AI-produced images are now leaking in advertising, social media, entertainment, and more, thanks to models such as Midzorney and Dal-E. But visual art with AI has actually been for decades.
Christian Paul Digital Art Curates in the Whitney Museum of American Art in New York City. Last year, Paul cured Displayed On British artist Herold Cohen and his computer program Aaron, the first AI program for art manufacture. Unlike today’s statistical model, Aaron was built as one in the 1970s. expert systemTo follow the decision making of a human artist.
Christian Paul
Christian Paul is the curator of Digital Art in the Whitney Museum of American Art and a professor in the new school.
IEEE spectrum Talked with Paul about Cohen’s iconic AI program, digital art curse and the relationship between art and technology.
How do you cure digital art?
Christian Paul: Curateing digital art is not different from any other art. Whether painting or photography or print, we all look at the sophistication of a concept and how it is translated into a medium. Therefore my curatorial options are not powered by technology. If you are a curator of painting, a work selection for an exhibition will not be powered by a specific paint or technique for brush stroke.
In 2001, Herold Cohen produced Aaron Kate as part of its experiments in the construction of data with the AI model. Cohen taught the model how to handle overlapping objects in a composition, which he did by filling the model in objects from the foreground to the background.Whitney Museum of American Art
It is being said, of course, showing about poinlism as a specific technique in painting. And, as an artistic medium, AI can be an exhibition focused on technologies. But the normal criteria will still be refined to concept and its implementation.
Do you collaborate with engineers as part of your work?
Paul: yes of course. Many artists also have a background in engineering, especially when it comes to the older generation of digital artists. When there were no digital art programs or school, digital artists often have A Engineering background Or programming. So you work with developers and software engineers, and many artists themselves are programmers or coders – I would say that most artists I am working. They sometimes have to be outsourced, simply due to the amount of work, but most of them are also very deep in mourning.
What are the challenges to collect and preserve digital art?
Paul: For art institutes or collectors, it is important to have standards and best practices to monitor and keep in mind technologies, as computers and systems change at such a rapid pace. In the 90s, people began to pay more attention to implementing conservation approaches, and there are many strategies. One of them is storage and hardware protection. It is used for pieces that depend on hardware ideologically. And then migration, simulation and re -construction.
There is no silver bullet. One has to see personal artwork which approach can be the best. For example, at the Herold Cohen Exhibition, we originally re -created one of the pieces before the scratch based on the notebook of Cohen and printed the code that we got, and his son actually resumed it in the python. We rebuilt the original basic, but then also rejuvenated in the Python.
What did the Cohen Exhibition inspire?
Paul: I knew Herold Cohen for a long time. We worked together on an exhibition in 2007, and Aaron is a prestigious work. Everyone who studies digital art knows it as one of the original pieces.

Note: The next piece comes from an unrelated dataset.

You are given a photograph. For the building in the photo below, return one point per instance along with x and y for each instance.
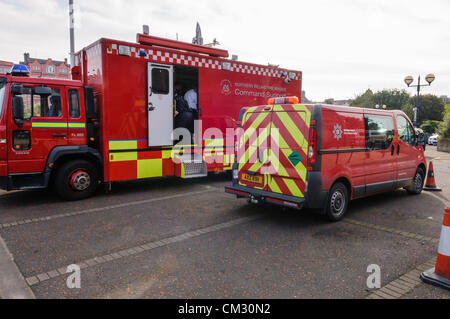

We brought some of his work in the collection of the Whitney Museum, so showing that there was a point. But I also thought that it would be especially interesting to see the first AI software to create art in the light of the current text-image model. Their processes are fundamentally different, and writers and cooperation play in a very different way.
Aaron learned how to generate images of plants, as seen in Aaron Gijon since 2007, using rules that Herold Cohen provided about its size and pattern, which controls the formation of their branches and leaf.Whitney Museum of American Art
Herold Cohen wrote to Aaron with scratches. He was completely in charge of the creation of the software he developed in five different languages during his lifetime, so the creation of an image was completely under his control. He moved from developed forms, in a romantic phase, a plant-based phase, and then returned to abstraction. Later in life, he taught software color composition and also created drawing devices that would execute Aaron’s work. He actually considered Aaron as an ally, and Aaron explained Cohen’s sensitivity and aesthetics.
Today’s AI software is essentially based statistically, and the corporate black box has a lot of writer and agency. The artist has no control over him, even if the artist trains and makes his own model. Artists working with AI are greatly invested in manipulating software and working with it, but there is always an ingredient that is made by corporations that they do not have control.
Can AI-Janit images be art?
Paul: Text-image is not all visual art created by the model. It’s amazing that people can do Use AI to generate images And play with it, but I will not say that final result art.
AI Art uses artificial intelligence as a tool and medium in an ideological and practical way, seriously attached to those technologies and interrogates them, one is from one Moral Or beauty perspective. Most of today’s AI artists are getting entangled very deeply with these techniques. They are keeping their own training dataset together. They train the model. They question embedded prejudices in AI. So it is quite complex and involved process, and it is not just a text indicating an image.
This article appears as “5 questions for Christian Paul” in the May 2025 issue.